Rui Cardoso Martins

Smart e generoso, menina

Uma das memórias dramáticas da infância foi quando nos roubaram o carro, em férias. Naquele tempo, o carro fazia parte das famílias portuguesas. O meu pai e a minha mãe a olharem o espaço vazio, numa praceta de Oeiras, e a certeza de que a praia desse dia estava arruinada, a quinzena estragada, o semestre em risco, e assim se fez. Numa madrugada dos anos 1970, foi levado da casa de férias dos seus pais o pequeno Fiat 124 azul-escuro, matrícula… não acredito que me esqueci, confundo-a com o Peugeot 404 que veio depois. Um dia um senhor disse ao meu pai: “Eu ontem ia-o vendo. A sua matrícula não é SG-40-56? Ontem vi um Peugeot 404 guiado por um careca e de matrícula SG-40-57. Quase que o via a si!…” O Fiat apareceu meses depois, a carroçaria espancada e, naquela maneira triste dos carros estuprados, já morto pela maldade dos homens. É por isso que admiro o pragmatismo alegre do sr. Lourenço em relação ao seu carro, um minúsculo Smart, da Mercedes. É verdade que não chegou a fermentar de surpresa e de raiva, nem teve tempo. A Polícia telefonou-lhe às quatro da manhã para ir à esquadra: o carro fora furtado, mas os ladrões apanhados em flagrante. Agora, no banco dos réus, um jovem negro escutava o relato do assalto pelo polícia que o capturou.

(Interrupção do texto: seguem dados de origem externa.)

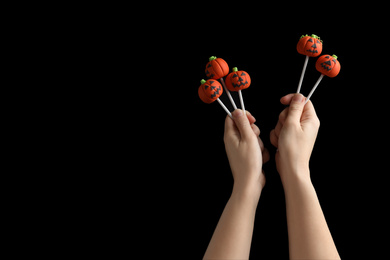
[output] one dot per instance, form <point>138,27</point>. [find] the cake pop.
<point>238,80</point>
<point>217,68</point>
<point>311,46</point>
<point>211,90</point>
<point>326,65</point>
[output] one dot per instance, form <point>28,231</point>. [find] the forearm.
<point>308,232</point>
<point>233,235</point>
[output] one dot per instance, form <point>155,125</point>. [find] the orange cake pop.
<point>328,66</point>
<point>311,46</point>
<point>217,68</point>
<point>238,80</point>
<point>211,90</point>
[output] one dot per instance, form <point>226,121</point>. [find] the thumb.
<point>242,123</point>
<point>296,108</point>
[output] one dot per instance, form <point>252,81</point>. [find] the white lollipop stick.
<point>224,107</point>
<point>302,74</point>
<point>241,101</point>
<point>314,88</point>
<point>228,92</point>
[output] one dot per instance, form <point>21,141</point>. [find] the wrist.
<point>298,176</point>
<point>247,193</point>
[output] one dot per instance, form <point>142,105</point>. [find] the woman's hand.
<point>294,136</point>
<point>246,152</point>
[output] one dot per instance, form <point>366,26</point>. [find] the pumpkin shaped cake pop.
<point>216,68</point>
<point>238,80</point>
<point>310,45</point>
<point>328,65</point>
<point>210,90</point>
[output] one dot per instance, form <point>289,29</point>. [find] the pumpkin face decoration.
<point>238,80</point>
<point>216,68</point>
<point>310,45</point>
<point>210,90</point>
<point>328,65</point>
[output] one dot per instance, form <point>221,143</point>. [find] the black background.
<point>194,182</point>
<point>168,152</point>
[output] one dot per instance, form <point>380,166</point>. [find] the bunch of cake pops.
<point>217,68</point>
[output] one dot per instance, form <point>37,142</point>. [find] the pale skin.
<point>294,137</point>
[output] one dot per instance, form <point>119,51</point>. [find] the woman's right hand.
<point>294,137</point>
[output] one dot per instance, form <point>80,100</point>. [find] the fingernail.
<point>237,113</point>
<point>298,98</point>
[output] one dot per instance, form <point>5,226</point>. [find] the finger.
<point>286,100</point>
<point>251,118</point>
<point>242,124</point>
<point>273,138</point>
<point>295,110</point>
<point>255,129</point>
<point>266,155</point>
<point>261,144</point>
<point>230,128</point>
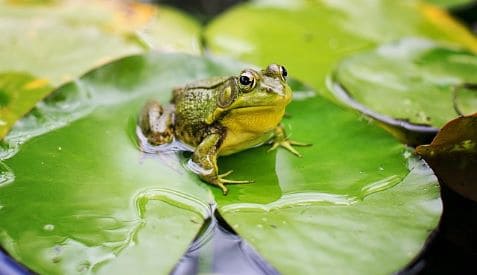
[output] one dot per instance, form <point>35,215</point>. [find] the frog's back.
<point>194,103</point>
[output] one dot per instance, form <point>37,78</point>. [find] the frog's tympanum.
<point>221,116</point>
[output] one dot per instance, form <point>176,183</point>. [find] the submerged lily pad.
<point>310,37</point>
<point>79,195</point>
<point>417,83</point>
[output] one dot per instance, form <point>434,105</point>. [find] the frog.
<point>222,116</point>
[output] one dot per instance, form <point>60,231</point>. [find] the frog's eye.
<point>284,72</point>
<point>247,81</point>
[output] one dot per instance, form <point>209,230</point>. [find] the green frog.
<point>221,116</point>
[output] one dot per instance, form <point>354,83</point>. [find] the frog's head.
<point>265,88</point>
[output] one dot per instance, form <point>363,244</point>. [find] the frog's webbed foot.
<point>204,162</point>
<point>280,139</point>
<point>157,122</point>
<point>221,181</point>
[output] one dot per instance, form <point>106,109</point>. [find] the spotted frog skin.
<point>221,116</point>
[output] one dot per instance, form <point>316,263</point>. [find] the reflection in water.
<point>218,251</point>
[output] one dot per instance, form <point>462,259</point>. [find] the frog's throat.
<point>217,113</point>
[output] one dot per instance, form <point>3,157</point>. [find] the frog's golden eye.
<point>284,72</point>
<point>247,81</point>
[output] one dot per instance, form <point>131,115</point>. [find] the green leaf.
<point>61,40</point>
<point>310,37</point>
<point>82,196</point>
<point>410,82</point>
<point>450,3</point>
<point>77,193</point>
<point>18,92</point>
<point>354,199</point>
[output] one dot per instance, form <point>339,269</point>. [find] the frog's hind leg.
<point>205,158</point>
<point>157,123</point>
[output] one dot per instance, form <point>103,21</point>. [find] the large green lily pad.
<point>57,41</point>
<point>354,199</point>
<point>417,83</point>
<point>77,193</point>
<point>310,37</point>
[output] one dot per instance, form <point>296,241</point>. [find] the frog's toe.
<point>296,143</point>
<point>221,181</point>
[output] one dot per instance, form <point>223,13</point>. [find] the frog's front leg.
<point>205,156</point>
<point>280,139</point>
<point>157,123</point>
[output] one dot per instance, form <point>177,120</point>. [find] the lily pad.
<point>77,193</point>
<point>354,199</point>
<point>450,3</point>
<point>453,155</point>
<point>310,37</point>
<point>80,196</point>
<point>415,84</point>
<point>59,41</point>
<point>18,91</point>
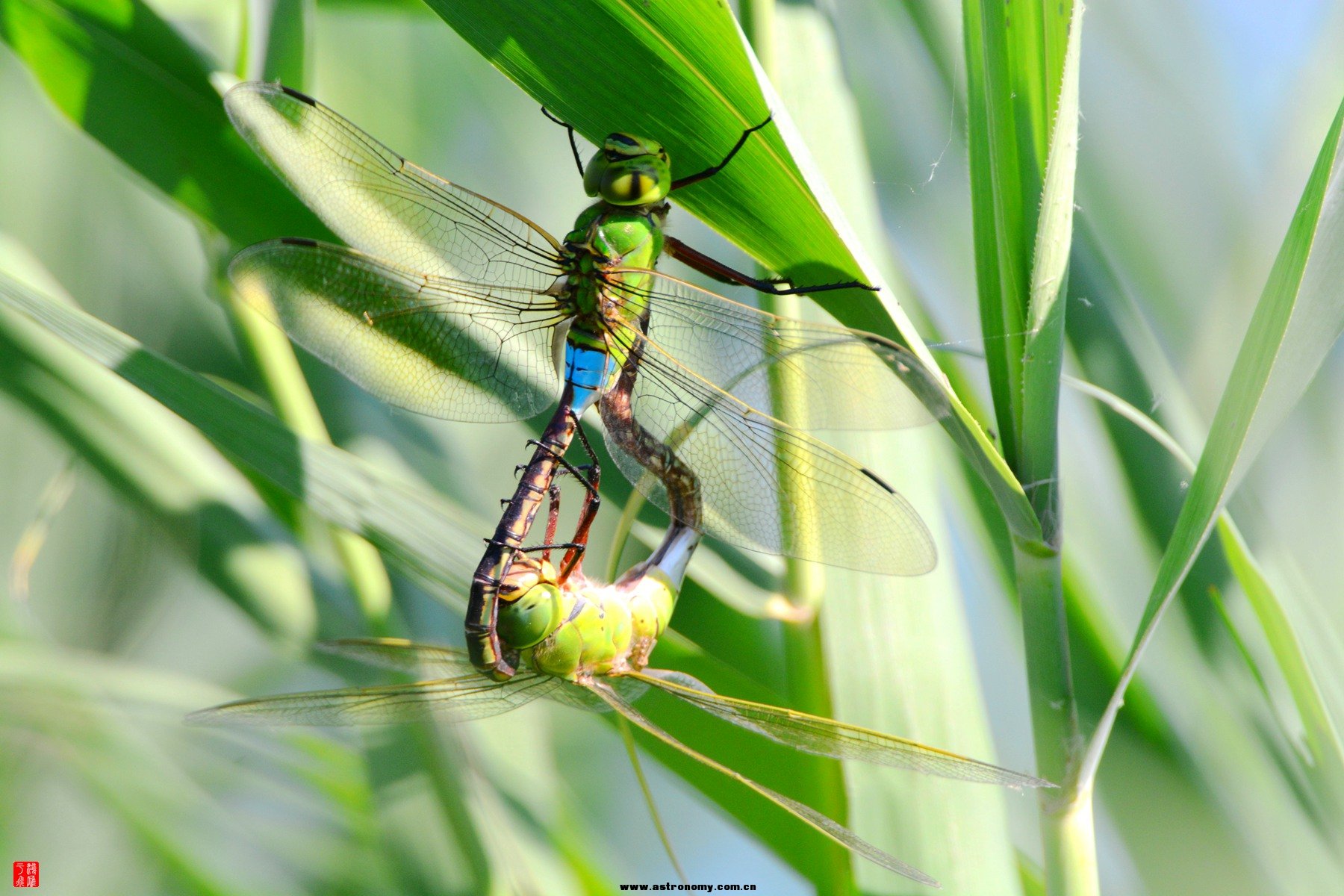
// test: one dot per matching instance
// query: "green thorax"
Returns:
(584, 629)
(609, 250)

– Os telemóveis e as chaves estavam dentro do carro que estava a ser furtado, o Smart. Entretanto, no outro veículo também havia lá mais objectos… telemóveis.

– O arguido não estava dentro do Smart quando o apanharam?

– Não, tinha acabado de sair do Smart. Ele tinha alguns objectos com ele e telemóveis. E umas chaves da viatura. Dentro do Smart deixou os outros objectos: a chave de estrela, o roquete… as ferramentas.

A seguir, entrou o dono do Smart, um homem robusto e alegre que levava de avanço meio metro de barriga.

– Tem ideia de onde é que o seu veículo foi encontrado?

– Perto da morada de casa. Eu fui acordado de madrugada pela Polícia para me deslocar à esquadra porque o meu carro tinha sido furtado, mais nada, não sei mais nada.

Observem o desprendimento do sr. Lourenço. Os ladrões tiraram um iPad e um iPhone do interior. Drama? Não:

– Eram da minha filha e ela, prontos, deixou por lá no carro.

– Sabe qual seria o valor?

– Aquilo também era um telemóvel que já estava obsoleto, não é por aí. Eu por mim o que quero repor é o valor da viatura que foi danificada.

– Olhe que neste processo não consta o pagamento de indemnização civil. Não vai conseguir o ressarcimento do dano da viatura. Só está a ser julgada a parte criminal. Estou a dizer-lhe para não ficar surpreso…

– Eu já estou! O que me interessa a mim é os danos sofridos e que foram causados.

– Tem noção de quanto? Tenho aqui um valor de 1 750 euros.

E foi então que o sr. Lourenço mostrou a sua, por assim dizer, extrema humanidade. De repente, a juíza era uma menina à frente dele, como se estivesse ao balcão de uma loja de acessórios.

– Isso será da capota estragada. Não sei, menina, não sei.

– O senhor foi prestar declarações à Polícia, deu um valor.

– Não, menina, eu pus um orçamento que…

– Aqui sou senhora juiz…, suspirou a juíza.

– Desculpe, doutora juíza. Eu fui aonde me mandaram.

– Os bens foram-lhe entregues?, começou a procuradora.

– Sim, uns foram recuperados… E mesmo os rapazes, eu não os quero prejudicar. Eu só quero… não sei doutros momentos, não sei o que aconteceu, eu quero é ser ressarcido daquilo que me foi prejudicado. Que é a minha viatura.

– Então, vou-lhe fazer uma pergunta. Se o senhor estivesse na disponibilidade, se… pretendia manter o procedimento criminal contra estas pessoas? Queria ou não?

– Se eles resolverem o problema que me causaram na minha viatura que… sejam felizes! Por amor de Deus, não quero nada disso! Eu pretendo que os meus danos sejam repostos. Mais nada, mais nada.

– Muito obrigado, terminou o seu depoimento.

– Um bem-haja e bom trabalho!

E dali saiu o sr. Lourenço, empresário, o meio metro de barriga à frente, o perdão à retaguarda. Um carro é só um carro, menina.